Eastern Bonelli's warbler is a small passerine bird, found in forest and woodland. Four to six eggs are laid in a nest on the ground. Like most warblers, eastern Bonelli's is insectivorous.

It is a small warbler. The adult has a plain grey-green back, green-toned rump and wings and whitish underparts. The bill is small and pointed and the legs brown. The sexes are identical, as with most warblers.
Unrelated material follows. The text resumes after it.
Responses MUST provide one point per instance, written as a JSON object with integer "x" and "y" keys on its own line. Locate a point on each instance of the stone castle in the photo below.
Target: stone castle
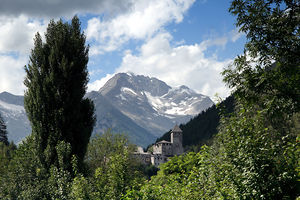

The eastern Bonelli's warbler lacks the browner tinge to the upperparts that the western Bonelli's warbler has; it sometimes has a greenish tinge instead. The song is a fast monotone trill, only slightly different from western Bonelli's, and also some similarity to the wood warbler. The call of the eastern Bonelli's warbler is a hard chup, reminiscent of a crossbill or a house sparrow, and completely different from the disyllabic hu-it of the western Bonelli's warbler.

The genus name Phylloscopus is from Ancient Greek phullon, "leaf", and skopos, "seeker" (from skopeo, "to watch"). The specific orientalis is Latin for "eastern". The English name for this bird commemorates the Italian ornithologist Franco Andrea Bonelli.